Russia Debates Revamping MinFin Debt

Russia may treat billions of dollars of hard currency-denominated MinFin bonds similarly to state ruble debt and restructure the market accordingly, an official at foreign trade bank Vneshekonombank said Friday.

The official said the government was to decide on paying $1.6 billion of principle on the third bond tranche and interest on other tranches, due mid-May, by the end of next month.

"I think a decision will be made ... by the end of April," said Alexei Akinshin, head of the currency and financial operations department of Vneshekonombank.

The bank is the Finance Ministry's payment agent on the bonds.

The question affects one of Russia's biggest investment instruments, MinFin bonds, a $9 billion market and the next major debt bill coming due to Russia's rattling treasury.

Uncertainty has surrounded its repayment but investors have hoped it would be treated like Russian Eurobonds, debt taken since the end of the Soviet Union, which Moscow vowed to pay.

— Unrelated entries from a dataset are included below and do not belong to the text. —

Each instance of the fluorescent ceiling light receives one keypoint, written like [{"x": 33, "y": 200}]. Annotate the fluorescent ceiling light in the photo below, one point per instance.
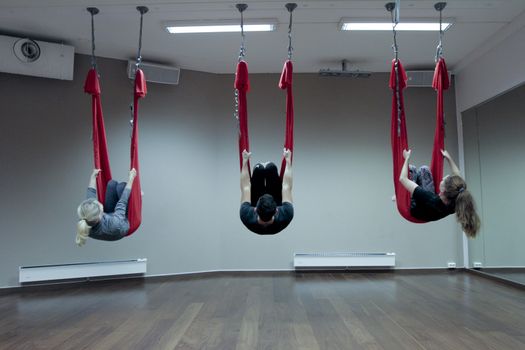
[
  {"x": 219, "y": 28},
  {"x": 412, "y": 26}
]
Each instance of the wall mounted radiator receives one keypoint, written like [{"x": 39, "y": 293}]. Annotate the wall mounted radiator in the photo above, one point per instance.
[
  {"x": 344, "y": 261},
  {"x": 81, "y": 270}
]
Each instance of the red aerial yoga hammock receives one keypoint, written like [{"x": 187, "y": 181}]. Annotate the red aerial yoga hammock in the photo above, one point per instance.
[
  {"x": 100, "y": 149},
  {"x": 399, "y": 137},
  {"x": 242, "y": 84}
]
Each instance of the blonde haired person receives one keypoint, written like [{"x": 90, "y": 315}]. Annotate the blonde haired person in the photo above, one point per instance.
[
  {"x": 108, "y": 223},
  {"x": 453, "y": 195}
]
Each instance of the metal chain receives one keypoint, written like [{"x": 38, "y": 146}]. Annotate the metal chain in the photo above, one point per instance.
[
  {"x": 142, "y": 10},
  {"x": 290, "y": 48},
  {"x": 242, "y": 50},
  {"x": 93, "y": 58},
  {"x": 242, "y": 54},
  {"x": 139, "y": 53},
  {"x": 394, "y": 32},
  {"x": 439, "y": 49},
  {"x": 393, "y": 8}
]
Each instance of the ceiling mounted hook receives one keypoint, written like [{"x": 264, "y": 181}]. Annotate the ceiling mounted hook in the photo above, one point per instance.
[
  {"x": 241, "y": 7},
  {"x": 142, "y": 9},
  {"x": 93, "y": 10},
  {"x": 439, "y": 6},
  {"x": 290, "y": 6}
]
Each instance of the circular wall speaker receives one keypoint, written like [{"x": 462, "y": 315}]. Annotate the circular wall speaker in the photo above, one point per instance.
[{"x": 26, "y": 50}]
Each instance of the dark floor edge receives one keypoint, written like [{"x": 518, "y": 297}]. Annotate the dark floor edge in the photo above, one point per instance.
[
  {"x": 140, "y": 279},
  {"x": 495, "y": 278}
]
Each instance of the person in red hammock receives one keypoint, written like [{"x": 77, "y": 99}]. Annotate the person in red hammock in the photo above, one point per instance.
[
  {"x": 453, "y": 195},
  {"x": 107, "y": 222},
  {"x": 266, "y": 203}
]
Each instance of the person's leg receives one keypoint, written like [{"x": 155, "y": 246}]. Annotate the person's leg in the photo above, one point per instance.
[
  {"x": 258, "y": 187},
  {"x": 273, "y": 183},
  {"x": 414, "y": 174},
  {"x": 120, "y": 189},
  {"x": 427, "y": 182},
  {"x": 112, "y": 196}
]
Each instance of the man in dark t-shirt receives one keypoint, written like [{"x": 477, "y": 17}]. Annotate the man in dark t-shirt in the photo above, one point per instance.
[{"x": 266, "y": 203}]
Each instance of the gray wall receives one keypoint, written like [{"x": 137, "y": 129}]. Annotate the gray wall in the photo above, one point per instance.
[
  {"x": 494, "y": 163},
  {"x": 190, "y": 176}
]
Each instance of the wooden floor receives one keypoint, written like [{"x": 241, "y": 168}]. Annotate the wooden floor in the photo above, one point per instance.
[
  {"x": 270, "y": 311},
  {"x": 512, "y": 274}
]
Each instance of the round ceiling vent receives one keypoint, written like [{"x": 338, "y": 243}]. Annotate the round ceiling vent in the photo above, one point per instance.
[{"x": 26, "y": 50}]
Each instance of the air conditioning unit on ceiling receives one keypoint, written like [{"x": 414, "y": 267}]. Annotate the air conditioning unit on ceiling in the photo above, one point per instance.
[{"x": 36, "y": 58}]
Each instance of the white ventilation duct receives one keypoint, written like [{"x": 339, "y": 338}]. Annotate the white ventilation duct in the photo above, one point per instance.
[{"x": 156, "y": 73}]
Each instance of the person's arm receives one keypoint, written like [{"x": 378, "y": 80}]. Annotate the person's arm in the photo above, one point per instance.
[
  {"x": 287, "y": 177},
  {"x": 408, "y": 184},
  {"x": 92, "y": 186},
  {"x": 122, "y": 204},
  {"x": 453, "y": 167},
  {"x": 246, "y": 186}
]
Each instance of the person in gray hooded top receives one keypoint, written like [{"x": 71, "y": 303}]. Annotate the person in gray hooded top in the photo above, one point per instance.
[{"x": 104, "y": 222}]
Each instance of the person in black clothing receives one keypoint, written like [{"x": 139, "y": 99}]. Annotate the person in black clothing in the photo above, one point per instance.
[
  {"x": 452, "y": 198},
  {"x": 266, "y": 203}
]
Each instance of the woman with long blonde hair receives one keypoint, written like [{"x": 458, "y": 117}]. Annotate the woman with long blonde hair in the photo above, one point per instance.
[
  {"x": 454, "y": 197},
  {"x": 109, "y": 222}
]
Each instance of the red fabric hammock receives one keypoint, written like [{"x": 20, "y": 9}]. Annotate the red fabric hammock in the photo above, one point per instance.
[
  {"x": 100, "y": 149},
  {"x": 398, "y": 133},
  {"x": 242, "y": 84}
]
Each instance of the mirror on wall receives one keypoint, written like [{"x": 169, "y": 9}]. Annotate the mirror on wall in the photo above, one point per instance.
[{"x": 494, "y": 143}]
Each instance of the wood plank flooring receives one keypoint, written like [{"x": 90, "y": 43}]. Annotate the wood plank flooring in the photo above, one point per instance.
[{"x": 286, "y": 311}]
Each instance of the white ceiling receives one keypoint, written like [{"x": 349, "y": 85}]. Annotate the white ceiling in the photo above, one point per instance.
[{"x": 317, "y": 41}]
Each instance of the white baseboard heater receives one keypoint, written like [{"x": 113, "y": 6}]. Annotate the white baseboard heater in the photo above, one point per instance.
[
  {"x": 81, "y": 270},
  {"x": 344, "y": 261}
]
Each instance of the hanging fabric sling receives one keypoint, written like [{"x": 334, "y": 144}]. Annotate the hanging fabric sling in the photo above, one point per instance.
[
  {"x": 100, "y": 149},
  {"x": 398, "y": 132},
  {"x": 242, "y": 86}
]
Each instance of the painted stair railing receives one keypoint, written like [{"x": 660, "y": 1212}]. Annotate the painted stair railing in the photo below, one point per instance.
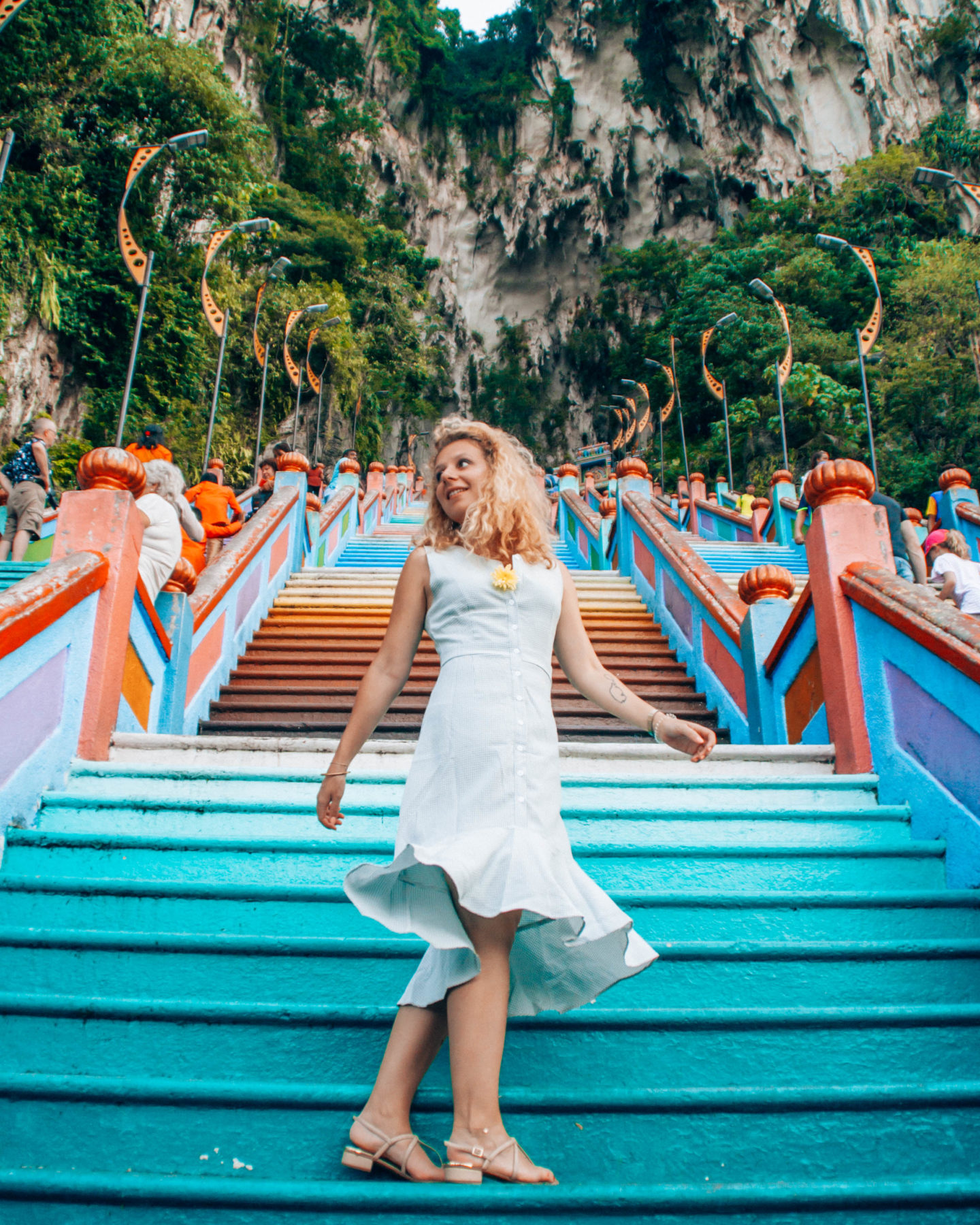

This is in contrast to Soviet-era debt, which the government has accorded a lower priority. MinFins were issued to compensate corporates, whose hard-currency accounts were frozen at Vneshekonombank in 1991 when the Soviet Union collapsed.

But the MinFins, while underwritten by the Finance Ministry, are classed as domestic debt and could be treated like a third category of securities: ruble paper known as GKO treasury bills and OFZ bonds, which has already been restructured after a default.

"This is still generally speaking domestic debt, these Minfins or whatever you like to call them, are closest in form to OFZs," Akinshin said.

"So if you want to talk about equal treatment, then probably you will have to compare to what was offered by the Russian government to the holders of OFZs ... a so-called 'novatsiya' [exchange]," he added.